Pour certains, il est temps que Jean-Marie Le Pen se taise et prenne sa retraite- c’est le très fantasque Collard qui l’affirme- sous entendu, il a fait son temps, il ne sait plus ce qu’il dit, il est gâteux. Ce jugement est le plus facile et permet au « Fn canal respectable » de se laver les mains de la crucifiction médiatique de son ancien messie.
Il y a cependant une autre explication, comme le disait un militant de la droite plus radicale : « Au Fn les collabos font de la résistance ». Derrière cette boutade il y a une réalité, c’est une ligne de rupture entre le Front de Jean-Marie et le mouvement bleu marine. Pour les marinistes, il faut s’adapter à l’époque mais ils admettent aussi certaines valeurs et une lecture de l’histoire. Pour les frontistes purs et durs, il faut lutter contre l’idéologie dominante et ses vérités auto-proclamées. Seul un langage libre peut changer au fond les choses.
En gros, d’un côté on veut prendre le pouvoir ou y participer, de l'autre il ne sert à rien de se normaliser en se reniant. Il y a deux logiques et deux sensibilités. Il y a certes un fossé de génération mais également un fossé idéologique. Si le Front de Marine ne peut plus supporter les paroles du Front de Jean-Marie, cela prouve à quel point, en 30 ans, le politiquement correct a su s'imposer même chez ceux qui affirment le combattre. La preuve par la condamnation de Marine.
Pour la première fois de manière aussi forte, la présidente du Front national a pris la parole pour critiquer clairement la déclaration de son père. Elle confiait dimanche, en exclusivité au Figaro: « Je suis convaincue que le sens donné à ses propos relève d'une interprétation malveillante. Il n'en demeure pas moins que, avec la très longue expérience qui est celle de Jean-Marie Le Pen, ne pas avoir anticipé l'interprétation qui serait faite de cette formulation est une faute politique dont le Front national subit les conséquences. Si cette polémique peut avoir une retombée positive, c'est celle de me permettre de rappeler que le Front national condamne de la manière la plus ferme toute forme d'antisémitisme, de quelque nature que ce soit ».
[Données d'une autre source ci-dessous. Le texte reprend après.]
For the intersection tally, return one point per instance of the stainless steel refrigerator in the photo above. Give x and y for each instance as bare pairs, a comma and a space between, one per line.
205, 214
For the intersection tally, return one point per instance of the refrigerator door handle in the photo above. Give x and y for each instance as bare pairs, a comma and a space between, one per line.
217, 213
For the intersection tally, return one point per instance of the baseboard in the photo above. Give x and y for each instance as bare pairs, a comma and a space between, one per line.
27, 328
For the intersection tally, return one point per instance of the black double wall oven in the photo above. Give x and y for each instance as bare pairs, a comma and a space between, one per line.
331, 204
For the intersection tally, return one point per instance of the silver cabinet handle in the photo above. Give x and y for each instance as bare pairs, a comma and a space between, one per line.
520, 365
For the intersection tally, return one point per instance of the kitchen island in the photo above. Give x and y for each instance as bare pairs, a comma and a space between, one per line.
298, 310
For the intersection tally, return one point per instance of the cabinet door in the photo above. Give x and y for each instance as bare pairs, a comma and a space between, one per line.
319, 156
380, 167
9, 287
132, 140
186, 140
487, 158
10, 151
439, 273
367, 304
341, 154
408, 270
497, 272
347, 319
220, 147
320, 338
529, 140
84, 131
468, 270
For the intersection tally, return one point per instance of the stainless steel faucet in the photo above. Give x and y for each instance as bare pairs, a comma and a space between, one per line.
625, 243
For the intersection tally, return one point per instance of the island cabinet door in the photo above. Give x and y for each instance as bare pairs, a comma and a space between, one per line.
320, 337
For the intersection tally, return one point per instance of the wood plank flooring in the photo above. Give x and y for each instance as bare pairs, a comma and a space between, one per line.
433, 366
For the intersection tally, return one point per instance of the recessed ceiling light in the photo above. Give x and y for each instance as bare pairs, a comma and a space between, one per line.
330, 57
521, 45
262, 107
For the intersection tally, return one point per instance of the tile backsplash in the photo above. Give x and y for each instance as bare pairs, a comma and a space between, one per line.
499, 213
Répliquant au désaveu de sa fille Marine concernant une vidéo publiée vendredi sur le site du Front national, dans laquelle il suggérait de faire une « fournée » d'artistes anti-fn, Jean-Marie Le Pen a déclaré aux micros de RMC que « la faute politique » était de « s'aligner sur la pensée unique ». « Je considère que la faute politique, c'est ceux qui se sont alignés sur la pensée unique. Ils voudraient ressembler aux autres partis politiques. Si c'est le vœu d'un certain nombre de dirigeants du Fn, ils ont réussi. C'est eux qui ont fait une faute politique, pas moi », a affirmé Jean-Marie Le Pen.
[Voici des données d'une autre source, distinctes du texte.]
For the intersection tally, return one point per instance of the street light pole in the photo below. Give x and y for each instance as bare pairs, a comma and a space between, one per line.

Une polémique interne à aborder avec l’esprit critique pour ne pas être dupe des indignations et instrumentalisations qui vont augmenter vis-à-vis d’un Fn en ascension dans la traque permanente des médias aux propos non conformes. Certes cette traque n’a pas servi à grand chose face aux échecs du système dans tous les domaines. Mais les théoriciens de la diabolisation et du cordon sanitaire n’ont pas renoncé. Jean-Marie Le Pen le sait et son dernier dérapage est une sorte de botte de Nevers ou coup de Jarnac à certains qui veulent lui transformer son « Fn ».